Pathway Enrichment Analysis

Connecting Molecular Observations to Biological Function

What It Does

This powerful analysis provides crucial biological context to your findings. You provide it with a list of interesting metabolites (e.g., those with a high Moran's I score, or those that are statistically different between two groups). The algorithm then performs a hypergeometric test against a local database (combining Reactome, RankDB, and WikiPathways) to see if your molecules are statistically over-represented in any known biological pathways.
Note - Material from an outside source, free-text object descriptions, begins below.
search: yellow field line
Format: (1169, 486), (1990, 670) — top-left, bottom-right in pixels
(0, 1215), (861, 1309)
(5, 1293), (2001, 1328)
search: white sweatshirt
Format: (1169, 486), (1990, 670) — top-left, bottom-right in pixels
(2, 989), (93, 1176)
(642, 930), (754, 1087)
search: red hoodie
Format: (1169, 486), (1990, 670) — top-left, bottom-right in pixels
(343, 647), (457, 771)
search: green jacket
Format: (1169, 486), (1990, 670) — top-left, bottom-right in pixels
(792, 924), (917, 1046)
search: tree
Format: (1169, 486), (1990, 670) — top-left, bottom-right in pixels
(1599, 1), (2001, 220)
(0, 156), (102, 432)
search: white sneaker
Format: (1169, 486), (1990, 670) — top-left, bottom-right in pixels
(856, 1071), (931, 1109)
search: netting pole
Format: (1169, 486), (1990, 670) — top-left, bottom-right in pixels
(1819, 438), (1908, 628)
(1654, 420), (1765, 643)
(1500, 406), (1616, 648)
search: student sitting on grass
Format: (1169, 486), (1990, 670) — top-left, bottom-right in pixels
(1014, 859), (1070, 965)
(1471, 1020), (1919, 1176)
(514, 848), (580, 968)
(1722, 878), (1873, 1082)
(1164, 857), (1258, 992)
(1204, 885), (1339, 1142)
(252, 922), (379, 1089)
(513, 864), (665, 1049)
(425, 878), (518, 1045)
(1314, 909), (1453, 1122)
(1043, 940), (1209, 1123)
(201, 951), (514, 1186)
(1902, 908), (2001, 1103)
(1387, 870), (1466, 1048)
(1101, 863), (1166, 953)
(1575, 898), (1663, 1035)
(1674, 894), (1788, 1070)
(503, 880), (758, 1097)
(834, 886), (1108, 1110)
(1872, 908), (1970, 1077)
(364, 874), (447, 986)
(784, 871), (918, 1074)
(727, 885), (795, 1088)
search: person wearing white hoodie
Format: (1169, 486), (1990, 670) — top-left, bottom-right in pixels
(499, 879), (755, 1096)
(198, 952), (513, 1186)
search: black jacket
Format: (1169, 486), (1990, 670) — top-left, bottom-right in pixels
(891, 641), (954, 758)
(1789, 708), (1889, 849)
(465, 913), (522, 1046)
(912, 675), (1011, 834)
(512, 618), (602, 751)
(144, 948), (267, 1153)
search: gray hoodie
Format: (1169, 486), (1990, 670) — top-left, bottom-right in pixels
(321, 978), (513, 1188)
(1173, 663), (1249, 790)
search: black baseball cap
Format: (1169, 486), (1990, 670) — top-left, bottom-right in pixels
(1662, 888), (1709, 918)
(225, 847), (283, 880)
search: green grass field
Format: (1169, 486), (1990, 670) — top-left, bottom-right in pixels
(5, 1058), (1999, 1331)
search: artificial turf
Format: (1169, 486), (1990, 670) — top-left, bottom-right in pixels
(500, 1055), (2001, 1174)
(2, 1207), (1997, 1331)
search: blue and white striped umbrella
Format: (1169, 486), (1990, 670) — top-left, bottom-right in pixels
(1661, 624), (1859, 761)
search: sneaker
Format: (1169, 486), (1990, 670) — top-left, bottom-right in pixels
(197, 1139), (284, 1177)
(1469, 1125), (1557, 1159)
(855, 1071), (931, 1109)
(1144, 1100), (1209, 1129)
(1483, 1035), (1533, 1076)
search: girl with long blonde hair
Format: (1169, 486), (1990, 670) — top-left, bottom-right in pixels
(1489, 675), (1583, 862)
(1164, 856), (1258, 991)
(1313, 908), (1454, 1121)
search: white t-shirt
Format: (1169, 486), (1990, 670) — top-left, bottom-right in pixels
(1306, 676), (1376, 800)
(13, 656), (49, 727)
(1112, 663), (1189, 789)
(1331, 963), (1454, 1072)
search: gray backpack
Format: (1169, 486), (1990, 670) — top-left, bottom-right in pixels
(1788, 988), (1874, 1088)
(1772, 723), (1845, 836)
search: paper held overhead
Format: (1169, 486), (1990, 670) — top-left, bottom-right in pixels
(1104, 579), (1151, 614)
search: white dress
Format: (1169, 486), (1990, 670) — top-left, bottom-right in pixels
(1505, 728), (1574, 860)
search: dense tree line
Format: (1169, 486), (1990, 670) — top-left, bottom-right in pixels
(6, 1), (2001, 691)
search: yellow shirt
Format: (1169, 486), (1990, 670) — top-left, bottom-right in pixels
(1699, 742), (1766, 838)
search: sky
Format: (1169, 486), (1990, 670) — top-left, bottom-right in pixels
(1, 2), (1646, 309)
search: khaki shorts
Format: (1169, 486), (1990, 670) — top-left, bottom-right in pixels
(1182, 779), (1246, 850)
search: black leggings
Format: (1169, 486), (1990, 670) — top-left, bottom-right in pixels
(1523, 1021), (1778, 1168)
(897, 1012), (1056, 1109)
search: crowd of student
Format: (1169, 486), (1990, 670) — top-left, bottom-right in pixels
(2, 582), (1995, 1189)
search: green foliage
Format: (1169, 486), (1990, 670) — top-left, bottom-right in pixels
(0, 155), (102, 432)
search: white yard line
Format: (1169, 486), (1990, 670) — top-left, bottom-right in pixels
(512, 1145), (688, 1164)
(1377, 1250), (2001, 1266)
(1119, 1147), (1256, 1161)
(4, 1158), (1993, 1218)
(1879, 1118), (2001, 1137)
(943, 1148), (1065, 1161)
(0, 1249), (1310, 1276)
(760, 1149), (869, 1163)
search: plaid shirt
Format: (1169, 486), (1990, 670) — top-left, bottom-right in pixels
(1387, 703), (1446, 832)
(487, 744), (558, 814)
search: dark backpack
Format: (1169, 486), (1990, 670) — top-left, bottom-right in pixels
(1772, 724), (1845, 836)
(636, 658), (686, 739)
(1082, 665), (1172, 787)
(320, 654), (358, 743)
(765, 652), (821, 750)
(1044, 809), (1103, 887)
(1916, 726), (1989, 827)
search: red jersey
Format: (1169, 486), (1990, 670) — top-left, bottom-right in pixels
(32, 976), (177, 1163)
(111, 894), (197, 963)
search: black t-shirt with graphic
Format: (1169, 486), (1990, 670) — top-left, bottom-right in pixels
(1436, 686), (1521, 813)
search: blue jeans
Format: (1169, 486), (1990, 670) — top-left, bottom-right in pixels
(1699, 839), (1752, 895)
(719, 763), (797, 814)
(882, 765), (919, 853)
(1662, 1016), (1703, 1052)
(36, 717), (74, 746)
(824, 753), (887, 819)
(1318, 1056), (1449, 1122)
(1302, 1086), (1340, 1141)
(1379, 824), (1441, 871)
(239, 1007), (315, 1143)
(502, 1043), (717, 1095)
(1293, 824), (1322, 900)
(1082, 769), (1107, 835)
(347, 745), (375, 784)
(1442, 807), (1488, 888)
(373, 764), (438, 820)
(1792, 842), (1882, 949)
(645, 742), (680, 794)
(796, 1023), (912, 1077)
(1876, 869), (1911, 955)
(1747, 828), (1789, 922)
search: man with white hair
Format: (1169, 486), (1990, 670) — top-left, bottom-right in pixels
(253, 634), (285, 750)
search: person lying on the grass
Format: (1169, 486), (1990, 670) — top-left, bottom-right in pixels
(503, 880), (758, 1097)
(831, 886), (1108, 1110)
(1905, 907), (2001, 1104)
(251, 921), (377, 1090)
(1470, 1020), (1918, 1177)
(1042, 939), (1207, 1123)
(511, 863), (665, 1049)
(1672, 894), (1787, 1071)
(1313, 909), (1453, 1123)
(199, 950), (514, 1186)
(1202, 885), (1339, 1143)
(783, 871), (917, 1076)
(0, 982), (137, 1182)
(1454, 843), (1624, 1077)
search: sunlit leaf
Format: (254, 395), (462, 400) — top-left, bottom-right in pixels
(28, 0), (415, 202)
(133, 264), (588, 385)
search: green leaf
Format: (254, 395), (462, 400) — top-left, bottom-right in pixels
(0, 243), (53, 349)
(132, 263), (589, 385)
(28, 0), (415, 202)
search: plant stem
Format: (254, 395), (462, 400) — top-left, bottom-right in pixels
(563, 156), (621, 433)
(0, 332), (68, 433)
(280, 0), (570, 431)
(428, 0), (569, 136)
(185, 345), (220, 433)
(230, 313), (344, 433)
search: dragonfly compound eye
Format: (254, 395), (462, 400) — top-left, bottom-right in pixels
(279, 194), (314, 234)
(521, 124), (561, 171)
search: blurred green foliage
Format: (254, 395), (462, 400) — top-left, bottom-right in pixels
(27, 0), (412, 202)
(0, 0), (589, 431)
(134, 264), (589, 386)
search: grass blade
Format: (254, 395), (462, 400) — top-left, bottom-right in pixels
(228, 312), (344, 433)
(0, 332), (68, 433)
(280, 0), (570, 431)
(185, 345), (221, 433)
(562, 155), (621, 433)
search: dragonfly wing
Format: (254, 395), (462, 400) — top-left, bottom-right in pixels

Why It's Here: From "What" to "Why"

Enrichment analysis bridges the gap between your molecular observations and their functional meaning. It elevates your research from a list of molecules to a biological story. For example:

  • Finding that 20 different lipids are upregulated in a tumor is interesting.
  • Finding that those 20 lipids are all key players in the "Glycerophospholipid Metabolism" pathway is a significant biological insight.

What You Get: Actionable Biological Insights

The output is a ranked list or bar chart of biological pathways that are "enriched" in your list of metabolites, along with their statistical significance (p-value). This allows you to confidently report that the metabolic changes you've observed are not random, but are concentrated in specific, functionally relevant processes, providing a strong foundation for your next hypothesis.

Example: Enriched Pathways Plot

Example of an enrichment analysis bar plot

A bar plot showing the top pathways enriched in a list of significant metabolites, pointing towards a dysregulation in lipid metabolism.